Enquanto trabalha na limpeza de uma escola de ensino médio e realiza gestos da mais tocante ternura, quando, por exemplo, vai visitar, no hospital, Purdeep [Kumar Pallana], seu colega de trabalho, Rhoda é pressionada por si mesma a contar para John o que ela causou à família dele. Ela quer se redimir, está mesmo arrependida; sabe que para ter paz na consciência, precisa escancarar para John que ela era a motorista do carro no dia em que a família dele morreu.

Os desdobramentos filosóficos de A Outra Terra são instigantes: o que seríamos não fossem nossas culpas? e se houvesse um lugar em que uma versão de nós sem nossos erros existisse? o que é, de fato, encontrar-se consigo mesmo? o que é se achar? o que faríamos se nos achássemos?... Como seria cada um sem o seu “inferno” pessoal?... Na falta de respostas, olhemos para nós, abramos portas e janelas, observemos o céu. Que não haja um cometa se aproximando da Terra em rota de colisão. 

domingo, 20 de agosto de 2017

Love

A arte ruim explica tudo. Isso não quer dizer que a arte boa não explique nada. Precisamente por ser arte, ela não tem a obrigação de explicar, mas, é claro, precisa fazer algum sentido. Quando li a sinopse de Love (2011), disponível na Netflix, eu me interessei pelo filme. Comecei a assisti-lo numa madrugada qualquer. O sono veio. Deixei para assistir numa outra ocasião.

Terminei há pouco. Love é humanista, a despeito da cara de ficção científica que tem. Funciona como um filme de ficção científica, mas como toda obra de arte boa, não importa o gênero nem o meio de que se valha, encerra uma verdade humana. Love explica pouco e sugere muito. Todavia, o que é sugerido autoriza algumas possíveis conclusões ou interpretações.

William Eubank é diretor e roteirista do filme. Lee Miller [Gunner Wright] é astronauta e está na estação espacial quando perde contato com a Terra. A partir daí, ele tenta, no ambiente claustrofóbico em que está, preservar a sanidade. A certeza do não contato com a Terra é definitiva quando é sugerido que um evento catastrófico dizimou a humanidade. Miller, na órbita do planeta em que nascera, é o último humano.

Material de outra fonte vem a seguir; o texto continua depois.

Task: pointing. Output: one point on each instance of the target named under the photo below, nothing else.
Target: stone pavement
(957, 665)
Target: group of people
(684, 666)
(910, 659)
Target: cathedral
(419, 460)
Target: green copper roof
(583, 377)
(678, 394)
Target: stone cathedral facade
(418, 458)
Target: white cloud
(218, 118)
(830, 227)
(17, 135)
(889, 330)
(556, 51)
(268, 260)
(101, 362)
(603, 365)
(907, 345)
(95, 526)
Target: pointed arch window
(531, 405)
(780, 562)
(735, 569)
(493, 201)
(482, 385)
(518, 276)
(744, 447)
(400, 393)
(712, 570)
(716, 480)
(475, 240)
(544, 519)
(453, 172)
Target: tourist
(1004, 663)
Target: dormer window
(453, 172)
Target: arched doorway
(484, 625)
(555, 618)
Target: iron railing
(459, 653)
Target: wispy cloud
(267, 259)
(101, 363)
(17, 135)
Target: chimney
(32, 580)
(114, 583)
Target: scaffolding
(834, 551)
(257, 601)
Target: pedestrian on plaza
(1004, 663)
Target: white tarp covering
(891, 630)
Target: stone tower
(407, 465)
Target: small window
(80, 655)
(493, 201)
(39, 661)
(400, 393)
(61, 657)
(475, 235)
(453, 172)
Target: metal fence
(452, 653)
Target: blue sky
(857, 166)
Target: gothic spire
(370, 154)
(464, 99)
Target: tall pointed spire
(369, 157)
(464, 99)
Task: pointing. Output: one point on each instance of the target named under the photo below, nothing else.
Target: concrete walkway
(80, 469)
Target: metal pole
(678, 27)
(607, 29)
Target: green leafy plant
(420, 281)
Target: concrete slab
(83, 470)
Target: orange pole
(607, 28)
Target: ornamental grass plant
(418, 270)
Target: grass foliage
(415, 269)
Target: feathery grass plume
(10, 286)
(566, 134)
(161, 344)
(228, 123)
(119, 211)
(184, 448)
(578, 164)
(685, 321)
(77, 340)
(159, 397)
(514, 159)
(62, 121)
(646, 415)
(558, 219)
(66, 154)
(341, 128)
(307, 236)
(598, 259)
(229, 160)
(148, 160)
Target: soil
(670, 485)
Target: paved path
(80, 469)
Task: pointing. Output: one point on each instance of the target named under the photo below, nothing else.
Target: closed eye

Em determinado momento, ele se depara com um livro, que é o diário de um soldado que havia lutado na Guerra de Secessão, nos EUA. Tendo recebido autorização para abandonar seu regimento, o soldado deixa o campo de batalha com a missão de investigar um estranho objeto numa cratera.

À medida que eu ia assistindo ao filme eu ficava me perguntando como o roteiro amarraria eventos tão dispersos entre si. Na abertura, há imagem da Terra, mostrada parcialmente; logo a seguir, cenas da guerra civil americana; pouco minutos depois, o espectador está novamente no espaço (esses momentos iniciais acabaram me remetendo àquele imenso corte temporal de 2001: uma odisseia no espaço, quando um osso arremessado por um símio se “torna” uma nave no espaço). Enquanto Miller tenta manter-se racional na estação espacial, há cenas de pessoas dando testemunhos simples sobre vivências que tiveram. Nos minutos finais do filme, tudo isso faz sentido (ou parece fazer).

Os átomos de que cada um é feito são os átomos de toda a humanidade, de tudo o que existe. Em seu desfecho, é como se Love fosse a versão imagética das belas sugestões de Walt Whitman, as quais afirmam que cada um é todos os outros. Não bastasse a beleza disso por si, a poética e bonita sequência final do filme relativiza o micro e o macro, além de mergulhar o homem numa poderosa beleza atômica e universal.